In 1975, she cut her first movies for Ernst Batta, 1976, she was at the intersection and involved the setting of Rainer Werner Fassbinder's film Chinese Roulette. From the meeting with Cooper, a working and living community that lasted until his death in 1982 and a total of 14 films included developed. Occasionally it occurs as an actress in small roles in his films. According to Lorenz accomplished both in 1978 in Fort Lauderdale ( Florida) nichtbeglaubigte a marriage ceremony. This meant that Fassbinder's legacy fell after his death in 1982 to his parents. Fassbinder's mother, Liselotte Eder transferred its inheritance in 1986, founded by her Rainer Werner Fassbinder Foundation, charitable estate mbH ( RWFF ); Cooper's father, Helmut Fassbinder had to pay in 1988, which also cause his inheritance to the RWFF passed. 1991 was Liselotte Eder the entire share of the RWFF to Juliane Lorenz, which forwards them as sole shareholder and managing director since 1992. When in 1993 Liselotte Eder died, was Juliane Lorenz her sole heir and thus the legal successor of her and Rainer Werner Fassbinder.
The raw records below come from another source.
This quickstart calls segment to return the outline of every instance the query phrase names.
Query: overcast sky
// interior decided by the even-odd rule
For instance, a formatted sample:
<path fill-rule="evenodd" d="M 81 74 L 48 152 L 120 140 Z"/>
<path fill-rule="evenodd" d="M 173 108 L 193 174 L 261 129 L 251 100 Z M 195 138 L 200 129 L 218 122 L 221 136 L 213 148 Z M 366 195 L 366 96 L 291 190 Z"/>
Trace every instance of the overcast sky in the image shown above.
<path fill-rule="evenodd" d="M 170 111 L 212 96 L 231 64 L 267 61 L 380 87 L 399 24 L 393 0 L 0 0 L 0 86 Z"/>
It has 1992, the first German Fassbinder full retrospective initiated in Germany, where in 1997 the first complete retrospective in the United States at the Museum of Modern Art in New York followed, and in 2005, on his 60th birthday, a first complete retrospective and exhibition at the Centre Georges Pompidou in Paris.

Under their overall management were restored by the 43 Fassbinder films to date, over 30 and transferred to the global re- distribution of modern media, giving her a leading role in the initiation and execution of restoration, and the RWFF the recognition of international art and film institutions has introduced. 2007, Fassbinder's death 25 years, a highlight was the world premiere of Fassbinder's masterpiece Berlin Alexanderplatz, at the International Film Festival in Berlin, whose exemplary restoration in the professional world received worldwide recognition. Only a group of former Cooper employees who in recent years but no longer worked with Fassbinder and were not present at the genesis of the film, had tried three months after the German premiere to highlight the work of Juliane Lorenz and RWFF in question. Main complaint was that she had brightened the film in digital scanning. After a long and intense debate in the German press, and especially after an opinion of the artistic director of the restoration, the original cinematographer Xaver Schwarzenberger and Fassbinder's former cameraman Michael Ballhaus, the charges were refuted. There was also a careful research of the renowned author Tilman Jens for a short film on the television program Culture time made ​​it clear that the allegations against Lawrence were wrong. The premiered at the 60th Berlinale 2010 science fiction film World on a Wire - restored under the artistic direction of the original cameraman Michael Ballhaus - was a re- highlight the work of Rainer Werner Fassbinder Foundation under their direction and made ​​it clear how important it is to obtain cinematic heritage.

Lorenz worked even after Fassbinder's death continues as an editor ( and Others with Werner Schroeter, Teresa Villaverde, Romuald Karmakar, Oskar Roehler ), and since 1983 also as writer and director of documentary films. In addition, she is a publicist, including The Normal Chaos (1995), In the Land of the apple tree (2002) and written film- specific essays and articles. She has received prizes for the very early designated by it as a film installation work as an editor and taught 1983-1991 also at film schools. She is in demand as a specialist of Fassbinder work worldwide and is loaded at openings of RWF retrospectives and seminars by renowned institutions and universities. She is a member of the German Film Academy and the European Film Academy and a board member of Friends of the German Film Institute (DIF ) in Frankfurt.

Lorenz, the private and professional life mainly lived in the U.S. between 1995 and 2005, today has its center of life in Berlin, where also the seat of the Rainer Werner Fassbinder Foundation.